Traders can expect minimum tickets to invest at £10,000. To begin investing, traders need to fill out a simple online questionnaire via the website.


BGF was founded in 2011 as an independent investment company. Today it has invested over £2.5 billion in early-stage and small/medium private companies across the UK with 500+ backed businesses and 150+ exits. BGF aims to help good businesses grow, including supporting and championing the ESG credentials of their portfolio companies. BGF has 15 regional offices in the UK, all of which are available for all your investment queries.

MMC Ventures

MMC Ventures provides business scaling to technology companies predominantly in the UK. The firm has been funding organisations since 2000 and today has over £1.2 billion in assets under management. The company launched a £52 million seed fund in 2019 to support SMEs in London, part of the Greater London Investment Fund (GLIF).

Traders can expect to invest £25,000 for EIS funds at MMC Ventures, with an annual fee of 2.5%. Investment advisors are also on hand for support via telephone or email.

Should You Invest In VCTs?

Investing in Venture Capital Trusts in the UK is considered by many as ‘doing good’. Whilst it can come with a high level of risk, a more diverse range of companies included in the fund may help to avoid this. VCTs can be a good addition to existing investment portfolios, complementing a pension plan or Individual Savings Accounts (ISAs). The tax relief advantages are also attractive.

Before committing, spend time researching the most competitive investment firms, including those with low fees and a proven track record in successful trading.


What Are Venture Capital Trusts?

A Venture Capital Trust (VCT) is an organisation that purchases shares in several upcoming, early-stage firms which are looking for investment to help develop their services. The tax-efficient investment product is typically overseen by an experienced fund manager with each fund typically holding between 20 and 70 SMEs.

Are Venture Capital Trusts Regulated?

Not all Venture Capital Trusts are regulated by the Financial Conduct Authority (FCA). Having said that, the best fund managers will be regulated and adhere to relevant rules and tax requirements. VCTs must be listed on the UK-recognised stock exchange.

Are Dividends From Venture Capital Trusts Taxable?

Dividends received by your VCT investments are normally tax-exempt and you will not need to declare them on your tax return. See our guide for where to buy Venture Capital Trusts with UK tax relief.

Should I Invest In Venture Capital Trusts?

VCTs are renowned for their high risk due to the volatile nature of start-up firms. Returns on Venture Capital Trusts may also be much slower than traditional short-term trades. However, they can be a suitable addition to existing investment portfolios, with a generous maximum investment limit of £200,000 per year.

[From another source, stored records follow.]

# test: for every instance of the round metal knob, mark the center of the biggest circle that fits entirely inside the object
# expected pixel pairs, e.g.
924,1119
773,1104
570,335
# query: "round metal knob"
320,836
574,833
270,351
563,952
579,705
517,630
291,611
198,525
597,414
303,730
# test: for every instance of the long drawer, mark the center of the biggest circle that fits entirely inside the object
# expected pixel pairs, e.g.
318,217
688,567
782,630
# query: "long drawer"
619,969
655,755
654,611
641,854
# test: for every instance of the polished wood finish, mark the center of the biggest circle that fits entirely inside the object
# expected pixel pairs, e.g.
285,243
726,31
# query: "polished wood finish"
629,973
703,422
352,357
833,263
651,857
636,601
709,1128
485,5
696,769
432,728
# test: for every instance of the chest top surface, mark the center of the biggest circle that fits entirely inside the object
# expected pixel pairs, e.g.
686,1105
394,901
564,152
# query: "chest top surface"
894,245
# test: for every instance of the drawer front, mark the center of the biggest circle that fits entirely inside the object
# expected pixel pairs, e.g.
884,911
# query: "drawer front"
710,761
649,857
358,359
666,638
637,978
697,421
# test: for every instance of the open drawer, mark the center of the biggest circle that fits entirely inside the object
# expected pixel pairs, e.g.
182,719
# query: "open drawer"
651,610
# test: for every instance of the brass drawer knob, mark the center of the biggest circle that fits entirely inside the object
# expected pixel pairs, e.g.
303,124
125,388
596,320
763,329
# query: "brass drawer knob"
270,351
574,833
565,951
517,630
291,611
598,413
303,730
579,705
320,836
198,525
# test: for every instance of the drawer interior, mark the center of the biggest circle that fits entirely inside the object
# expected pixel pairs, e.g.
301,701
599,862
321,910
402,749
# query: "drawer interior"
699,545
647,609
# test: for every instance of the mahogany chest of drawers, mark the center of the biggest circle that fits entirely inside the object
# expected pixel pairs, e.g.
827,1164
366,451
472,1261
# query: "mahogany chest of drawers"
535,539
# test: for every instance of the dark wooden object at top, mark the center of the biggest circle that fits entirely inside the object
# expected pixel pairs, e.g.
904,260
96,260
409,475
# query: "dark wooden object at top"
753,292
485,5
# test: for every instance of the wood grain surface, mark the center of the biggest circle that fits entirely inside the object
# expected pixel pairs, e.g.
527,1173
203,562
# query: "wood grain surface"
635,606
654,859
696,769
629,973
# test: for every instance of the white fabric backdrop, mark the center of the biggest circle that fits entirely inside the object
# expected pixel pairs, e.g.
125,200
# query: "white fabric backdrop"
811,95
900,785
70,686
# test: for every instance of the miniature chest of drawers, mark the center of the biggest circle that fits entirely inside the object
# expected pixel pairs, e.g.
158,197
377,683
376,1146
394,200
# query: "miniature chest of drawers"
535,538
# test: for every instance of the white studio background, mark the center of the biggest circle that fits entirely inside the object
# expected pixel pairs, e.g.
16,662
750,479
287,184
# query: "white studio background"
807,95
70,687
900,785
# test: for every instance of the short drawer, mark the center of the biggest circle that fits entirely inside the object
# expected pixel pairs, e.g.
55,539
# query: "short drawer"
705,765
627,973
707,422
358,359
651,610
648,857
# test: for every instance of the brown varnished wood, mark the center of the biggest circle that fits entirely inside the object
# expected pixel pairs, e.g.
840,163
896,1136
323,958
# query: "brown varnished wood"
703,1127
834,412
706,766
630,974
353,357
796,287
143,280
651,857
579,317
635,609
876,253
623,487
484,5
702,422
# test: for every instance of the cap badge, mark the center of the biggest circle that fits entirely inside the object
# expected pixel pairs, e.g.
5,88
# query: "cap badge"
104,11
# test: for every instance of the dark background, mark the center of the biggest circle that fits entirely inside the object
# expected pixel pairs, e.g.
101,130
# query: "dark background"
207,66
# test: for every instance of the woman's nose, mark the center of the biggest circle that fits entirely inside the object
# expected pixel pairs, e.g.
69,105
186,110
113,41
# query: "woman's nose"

What Are The Best Venture Capital Trusts To Invest In?

Some of the top 5 venture capital hosting firms in the UK include Interactive Investor, Bestinvest, Octopus Investments, Albion VC, and MMC Ventures. Do research into the current opportunities offered by these brands. There is also plenty of information published by HRMC to help you get started with the investment product. This includes a manual of qualifying holdings, how to open investment positions, and taxation rules of Venture Capital Trusts.